And still, though the arm of the Lord is not visibly stretched out as it has been,-though men may now sin grievously, and no stern sentence of excommunication issue against them to bring them by its salutary discipline to sorrow for their sin,-yet the same great laws by which God's Church was governed of old, are now, though less obviously, not less surely, administered. In the sacrament of Baptism men are yet admitted into the congregation of Christ's flock; and Christians are yet, whether they will or not, servants of God, under the government of His laws, bound by the obligations He imposes, sworn to renounce the world, the flesh, and the devil.
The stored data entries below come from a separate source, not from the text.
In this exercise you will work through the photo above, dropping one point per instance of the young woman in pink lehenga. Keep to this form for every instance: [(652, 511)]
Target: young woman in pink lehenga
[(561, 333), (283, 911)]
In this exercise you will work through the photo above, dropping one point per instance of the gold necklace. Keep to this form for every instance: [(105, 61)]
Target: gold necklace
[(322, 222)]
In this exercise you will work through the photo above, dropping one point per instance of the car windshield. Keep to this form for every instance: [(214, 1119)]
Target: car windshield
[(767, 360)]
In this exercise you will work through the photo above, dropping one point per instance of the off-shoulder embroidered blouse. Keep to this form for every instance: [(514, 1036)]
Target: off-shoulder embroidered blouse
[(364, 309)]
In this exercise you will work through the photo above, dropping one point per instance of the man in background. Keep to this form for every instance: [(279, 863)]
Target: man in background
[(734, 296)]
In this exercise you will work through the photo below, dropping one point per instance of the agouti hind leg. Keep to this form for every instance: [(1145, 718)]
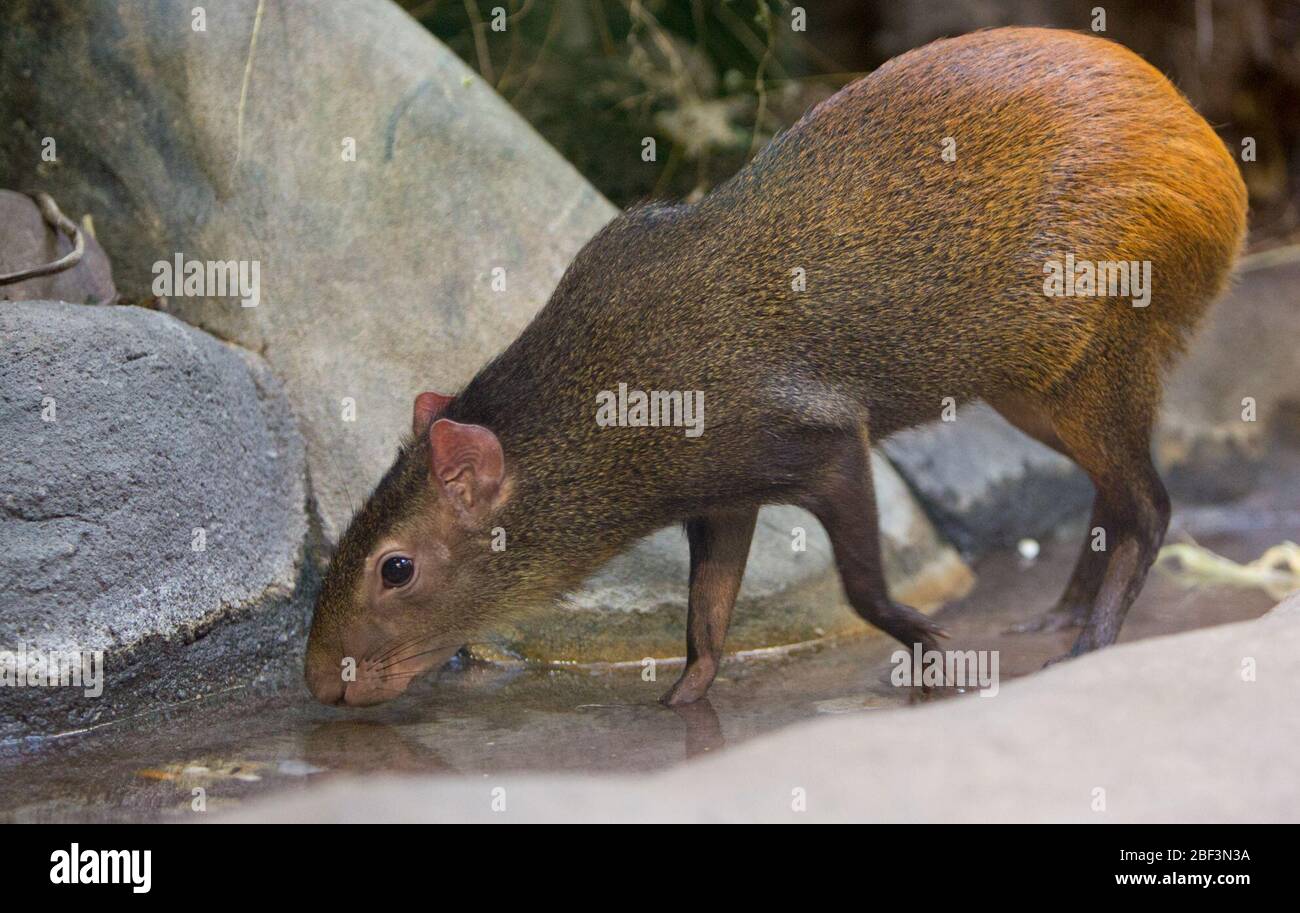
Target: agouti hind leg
[(1034, 418), (719, 548), (1104, 419), (844, 502)]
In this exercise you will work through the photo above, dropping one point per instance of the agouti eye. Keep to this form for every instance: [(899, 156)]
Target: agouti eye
[(397, 570)]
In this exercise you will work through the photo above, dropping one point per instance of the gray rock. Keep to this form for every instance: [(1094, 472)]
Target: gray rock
[(1169, 730), (376, 275), (984, 483), (26, 241), (129, 440)]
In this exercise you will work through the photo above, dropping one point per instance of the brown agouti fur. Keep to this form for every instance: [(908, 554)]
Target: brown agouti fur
[(924, 280)]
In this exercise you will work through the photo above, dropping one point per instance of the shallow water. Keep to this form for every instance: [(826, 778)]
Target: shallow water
[(485, 719)]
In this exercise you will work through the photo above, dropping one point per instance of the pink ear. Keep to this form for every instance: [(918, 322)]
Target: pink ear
[(467, 462), (428, 406)]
And the sin of a Christian is of a peculiar and grievous kind, even as it was then, and is a rebellion against the allegiance you owe to God your King, and a breaking of the oath, by which you have vowed to obey

Him. And as a rebellion against God, it is a tampering with God's enemy, and brings you so far under the powers of the kingdom of Satan. And indeed we cannot doubt, that though no formal sentence go forth against the sinner, yet that to him, while such and unrepentant, prayers would receive no answer, the bread and wine bring no grace, his Church-membership be but a shadowy, outward thing, with no real spiritual blessing attached to it. It is a solemn fact, which I wish you would ever bear in mind, that sin clogs up the channels of grace, one and all; it puts a veil between God and man; it overshadows the light of God's countenance, and hides His face from shining upon you.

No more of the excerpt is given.